The Constitution is over rated

Every time we get into a discussion about rights, we argue over if it is allowed by the Constitution of the United States.  It has become our go to document on the rights of human beings.

But, think about these issues.  Rick Santorum thinks that we don’t have the right to privacy because the word privacy isn’t mentioned in the Constitution.  Also, don’t look to the Constitution to insure that you are innocent until proven guilty, it isn’t there.  While the Constitution outlines many ways that States can’t deny someone to vote such as by gender or race, the document doesn’t guarantee the right to vote.  As a final example, but not the end of the misconceptions, the words “separation of powers” can’t be found in the Constitution.

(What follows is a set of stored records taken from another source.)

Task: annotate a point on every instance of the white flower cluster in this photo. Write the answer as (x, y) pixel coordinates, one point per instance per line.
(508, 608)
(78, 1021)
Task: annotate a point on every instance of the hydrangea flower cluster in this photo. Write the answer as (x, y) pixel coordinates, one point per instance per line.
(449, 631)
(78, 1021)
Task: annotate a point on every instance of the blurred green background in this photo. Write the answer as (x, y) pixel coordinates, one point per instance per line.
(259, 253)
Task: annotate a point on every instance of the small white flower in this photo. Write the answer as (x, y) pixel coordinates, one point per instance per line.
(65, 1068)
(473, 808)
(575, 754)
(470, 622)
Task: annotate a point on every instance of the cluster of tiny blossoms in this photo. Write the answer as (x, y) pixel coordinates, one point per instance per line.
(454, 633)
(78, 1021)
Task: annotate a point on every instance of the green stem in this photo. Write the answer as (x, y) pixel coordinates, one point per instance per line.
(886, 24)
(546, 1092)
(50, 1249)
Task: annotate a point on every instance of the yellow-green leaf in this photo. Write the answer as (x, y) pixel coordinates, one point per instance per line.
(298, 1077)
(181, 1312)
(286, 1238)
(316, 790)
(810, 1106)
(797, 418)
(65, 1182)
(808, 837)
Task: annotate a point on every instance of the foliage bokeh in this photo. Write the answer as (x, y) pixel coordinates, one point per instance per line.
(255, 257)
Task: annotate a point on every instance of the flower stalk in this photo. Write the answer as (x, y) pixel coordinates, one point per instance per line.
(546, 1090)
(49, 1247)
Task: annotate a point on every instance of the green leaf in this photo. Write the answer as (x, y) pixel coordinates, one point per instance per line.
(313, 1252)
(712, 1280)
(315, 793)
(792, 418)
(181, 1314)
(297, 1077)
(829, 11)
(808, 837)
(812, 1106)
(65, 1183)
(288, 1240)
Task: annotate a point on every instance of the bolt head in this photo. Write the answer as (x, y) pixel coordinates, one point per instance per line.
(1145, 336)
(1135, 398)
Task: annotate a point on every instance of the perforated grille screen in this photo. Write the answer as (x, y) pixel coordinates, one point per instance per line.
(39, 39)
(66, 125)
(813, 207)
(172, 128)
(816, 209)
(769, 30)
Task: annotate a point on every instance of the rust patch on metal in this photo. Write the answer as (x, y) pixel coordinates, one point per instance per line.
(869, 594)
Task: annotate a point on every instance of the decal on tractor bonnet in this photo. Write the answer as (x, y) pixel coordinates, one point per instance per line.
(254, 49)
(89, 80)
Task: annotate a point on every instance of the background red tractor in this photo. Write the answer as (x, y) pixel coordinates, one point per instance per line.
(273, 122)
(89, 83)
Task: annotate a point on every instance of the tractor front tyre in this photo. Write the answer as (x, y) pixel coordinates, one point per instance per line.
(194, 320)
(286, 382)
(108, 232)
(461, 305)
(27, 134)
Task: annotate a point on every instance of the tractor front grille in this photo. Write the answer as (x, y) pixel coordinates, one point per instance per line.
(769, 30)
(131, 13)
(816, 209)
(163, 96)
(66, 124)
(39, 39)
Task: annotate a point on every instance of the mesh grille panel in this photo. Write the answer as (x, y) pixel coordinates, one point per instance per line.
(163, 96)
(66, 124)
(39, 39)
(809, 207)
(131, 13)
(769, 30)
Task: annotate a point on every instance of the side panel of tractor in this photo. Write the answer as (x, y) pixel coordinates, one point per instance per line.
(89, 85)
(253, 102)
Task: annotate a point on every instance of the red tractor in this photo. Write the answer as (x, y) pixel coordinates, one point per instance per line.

The Constitution may be a guide on our rights, but is not the final word.  If we were to only have those rights that are numerated in the document, we would limit ourselves.  Even if we made an attempt to list every right, it would still be an incomplete list.  Many of the people that helped write the Constitution were leery about adding the “Bill of Rights” because there were concerned that it would be seen as a complete list.  They didn’t see the document as the final say on our rights, which we retained, but limiting what the government could do.

Need an example?  Remember a few years ago when cities around the country were taking property and giving it to developers?  The Supreme Court’s interpretation of the Constitution, led by the strict constructionist, said that property could be taken and given to developers that would increase the tax base of the city.  In just a few short months, states past laws that made it illegal.  Even though the Constitution seemed to allow the taking of property, people across the country realized that we had more rights than listed in the old document and enacted laws that guaranteed those rights.  (This is happening again in our country.  Property is being taken by the states of Texas and Oklahoma for the pipeline.  Something the Republicans have wanted to do for a long time and that Obama was trying to protect until he reversed course.)

Something is over rated if it is seen as being more than it is.  The Constitution of the United States is a great document, one that every country should adopt.  But, it is not the final word on our rights, it is just the base.  We have plenty more than listed and we should work with legislatures to ensure those rights.